Le vietnamien a aussi emprunté certains mots au français. Un héritage linguistique lié à la période coloniale de l’Indochine française, de la fin du XIXe siècle aux années 1950. Parmi les principaux emprunts lexicaux, citons :
- Le vocabulaire textile avec sơ mi (chemise), cà vạt (cravate) ou encore măng tô (manteau) ;
- Le vocabulaire culinaire avec bích quy (biscuit), sô cô la (chocolat), xúc xích (saucisse), cà phê (café), pho mát (fromage) ou encore cà rốt (carotte) ;
- Le vocabulaire culturel et technique moderne avec xi nê (ciné), ô tô (auto) ou encore ga (gare).
Le vietnamien comprend trois principaux dialectes :
- Le vietnamien du nord, ou dialecte de Hanoï (capitale du pays et considéré comme la version linguistique officielle) ;
- Le vietnamien du centre, ou dialecte de Hué (ancienne capitale impériale) ;
- Le vietnamien du sud, ou dialecte de Saïgon (principale ville du pays).
Le khmer, l’autre langue môn-khmer d’Asie du Sud-Est
Le finlandais n’est pas la langue de la Finlande, et le cambodgien n’est pas la langue du Cambodge. Environ 19 millions de locuteurs ont le khmer pour langue maternelle, dont près de 17 millions au Cambodge. Comme le vietnamien, le khmer est une langue môn-khmer. Ces deux idiomes d’Asie du Sud-Est sont pourtant très distants et ont peu en commun.
Très esthétique, l’alphabet khmer n’a rien à envier à l’artistique langue arménienne. Pour preuve, les chiffres de 1 à 9 qui s’écrivent comme suit : ១ ២ ៣ ៤ ៥ ៦ ៧ ៨ ៩ !
Pourquoi les langues « môn-khmer » ? L’adjectif môn dans l’expression « môn-khmer » renvoie à une langue ancienne d’Asie du Sud-Est. Comptant désormais moins d’un million de locuteurs, le môn est principalement parlé en Thaïlande et en Birmanie.

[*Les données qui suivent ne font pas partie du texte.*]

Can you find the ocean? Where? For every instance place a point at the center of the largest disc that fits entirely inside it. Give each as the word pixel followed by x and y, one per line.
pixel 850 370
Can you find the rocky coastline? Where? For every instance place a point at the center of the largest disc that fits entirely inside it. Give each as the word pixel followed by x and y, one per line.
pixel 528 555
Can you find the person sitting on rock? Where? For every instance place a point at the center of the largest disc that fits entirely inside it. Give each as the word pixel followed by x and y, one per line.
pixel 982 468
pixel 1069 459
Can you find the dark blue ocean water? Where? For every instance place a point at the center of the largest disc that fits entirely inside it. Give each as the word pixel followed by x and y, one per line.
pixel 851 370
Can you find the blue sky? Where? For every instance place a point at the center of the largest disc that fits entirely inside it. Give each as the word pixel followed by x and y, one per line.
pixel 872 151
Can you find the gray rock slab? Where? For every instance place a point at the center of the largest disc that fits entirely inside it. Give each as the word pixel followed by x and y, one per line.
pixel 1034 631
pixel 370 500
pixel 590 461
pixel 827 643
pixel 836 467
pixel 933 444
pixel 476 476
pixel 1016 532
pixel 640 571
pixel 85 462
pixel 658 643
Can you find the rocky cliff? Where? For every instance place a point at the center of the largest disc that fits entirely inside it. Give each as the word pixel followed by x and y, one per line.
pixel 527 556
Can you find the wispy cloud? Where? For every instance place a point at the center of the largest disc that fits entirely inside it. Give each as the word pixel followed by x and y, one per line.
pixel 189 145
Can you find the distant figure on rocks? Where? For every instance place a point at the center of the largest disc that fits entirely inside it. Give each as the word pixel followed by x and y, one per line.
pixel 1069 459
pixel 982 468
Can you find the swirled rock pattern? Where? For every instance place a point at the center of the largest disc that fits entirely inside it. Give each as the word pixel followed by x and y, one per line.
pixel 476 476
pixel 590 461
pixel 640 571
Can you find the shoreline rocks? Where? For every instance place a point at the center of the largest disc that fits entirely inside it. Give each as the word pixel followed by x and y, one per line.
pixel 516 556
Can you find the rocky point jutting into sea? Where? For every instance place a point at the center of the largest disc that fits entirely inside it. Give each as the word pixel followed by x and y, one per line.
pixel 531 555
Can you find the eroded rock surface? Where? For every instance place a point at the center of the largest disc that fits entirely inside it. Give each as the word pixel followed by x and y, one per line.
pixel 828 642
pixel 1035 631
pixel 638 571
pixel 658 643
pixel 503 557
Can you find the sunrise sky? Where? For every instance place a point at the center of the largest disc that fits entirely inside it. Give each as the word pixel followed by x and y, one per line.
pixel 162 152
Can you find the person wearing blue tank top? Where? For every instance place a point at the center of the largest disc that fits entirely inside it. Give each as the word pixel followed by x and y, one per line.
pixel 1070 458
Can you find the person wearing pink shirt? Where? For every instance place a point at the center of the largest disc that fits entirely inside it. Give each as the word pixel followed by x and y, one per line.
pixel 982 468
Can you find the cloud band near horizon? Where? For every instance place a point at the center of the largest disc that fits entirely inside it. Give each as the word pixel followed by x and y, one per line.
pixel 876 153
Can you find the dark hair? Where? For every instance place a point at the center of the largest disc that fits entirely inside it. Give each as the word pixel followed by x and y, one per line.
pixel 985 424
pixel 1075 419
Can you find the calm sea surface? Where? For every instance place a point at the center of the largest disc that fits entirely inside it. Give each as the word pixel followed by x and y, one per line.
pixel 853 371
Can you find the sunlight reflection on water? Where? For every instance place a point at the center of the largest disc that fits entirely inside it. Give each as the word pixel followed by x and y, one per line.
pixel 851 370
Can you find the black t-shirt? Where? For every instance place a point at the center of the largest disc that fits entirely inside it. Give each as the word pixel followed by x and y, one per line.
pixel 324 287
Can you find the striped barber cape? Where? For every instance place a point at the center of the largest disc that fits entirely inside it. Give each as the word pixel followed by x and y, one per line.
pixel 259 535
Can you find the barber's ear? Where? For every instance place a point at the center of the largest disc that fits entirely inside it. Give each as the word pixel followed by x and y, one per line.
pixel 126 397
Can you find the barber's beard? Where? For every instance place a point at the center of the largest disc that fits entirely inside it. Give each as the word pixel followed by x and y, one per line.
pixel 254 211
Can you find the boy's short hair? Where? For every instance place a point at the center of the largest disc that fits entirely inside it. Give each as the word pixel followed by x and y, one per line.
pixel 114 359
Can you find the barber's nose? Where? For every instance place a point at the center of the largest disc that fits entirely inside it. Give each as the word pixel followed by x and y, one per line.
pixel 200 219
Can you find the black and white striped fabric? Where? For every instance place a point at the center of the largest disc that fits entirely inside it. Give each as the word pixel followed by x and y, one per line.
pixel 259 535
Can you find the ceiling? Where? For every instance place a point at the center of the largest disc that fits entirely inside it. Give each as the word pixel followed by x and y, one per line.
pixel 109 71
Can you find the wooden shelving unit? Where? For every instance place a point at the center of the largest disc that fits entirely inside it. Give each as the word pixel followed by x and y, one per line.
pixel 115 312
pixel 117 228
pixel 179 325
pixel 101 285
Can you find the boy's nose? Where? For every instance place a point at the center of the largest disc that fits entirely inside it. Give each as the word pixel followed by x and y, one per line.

Le birman, lointain cousin du tibétain
« Isolé dans la jungle birmane » ? Indochine n’aurait pas pu dire mieux pour caractériser la langue officielle de la Birmanie. En Asie du Sud-Est, la langue birmane est parlée par une trentaine de millions de locuteurs. En tant que langue tibéto-birmane, elle dérive du proto-tibéto-birman. Mais dans les faits, elle est très différente du parler tibétain. L’une des originalités du birman est son caractère monosyllabique. En effet, tous les mots birmans ne comportent… qu’une seule syllabe ! Le birman étant une langue tonale (trois tons), chaque syllabe peut posséder jusqu’à trois sens différents. Les turcophones pourraient trouver certaines similitudes – coïncidences amusantes – avec le birman :
- Comme le turc, le birman double les adjectifs pour insister sur le sens. Ainsi, yavaş yavaş veut dire lentement en turc. Sur le même schéma, les Birmans diront ဖြည်းဖြည်း (phyé-phyé).
- Comme le turc, le birman utilise des constructions redondantes pour certaines expressions figées. Ainsi, il pleut se dit yağmur yağıyor (littéralement « la pluie pleut ») en turc. Et le pléonasme est tout aussi acceptable en birman.
Plus surprenant encore, il n’existe pas de nom de famille en birman. Les parents ne transmettent donc pas leur nom à leurs enfants. Chaque personne possède un nom personnel, souvent composé de deux ou trois mots. Sous l’influence occidentale, critiquée par les défenseurs des traditions birmanes, certains noms reprennent ceux des parents. C’est le cas d’ Aung San Suu Kyi (အောင်ဆန်းစုကြည်), où Aung San (အောင် ဆန်း) renvoie au nom de son père, Suu (စု) à sa grand-mère paternelle et Kyi (ကြ ည်) à sa mère.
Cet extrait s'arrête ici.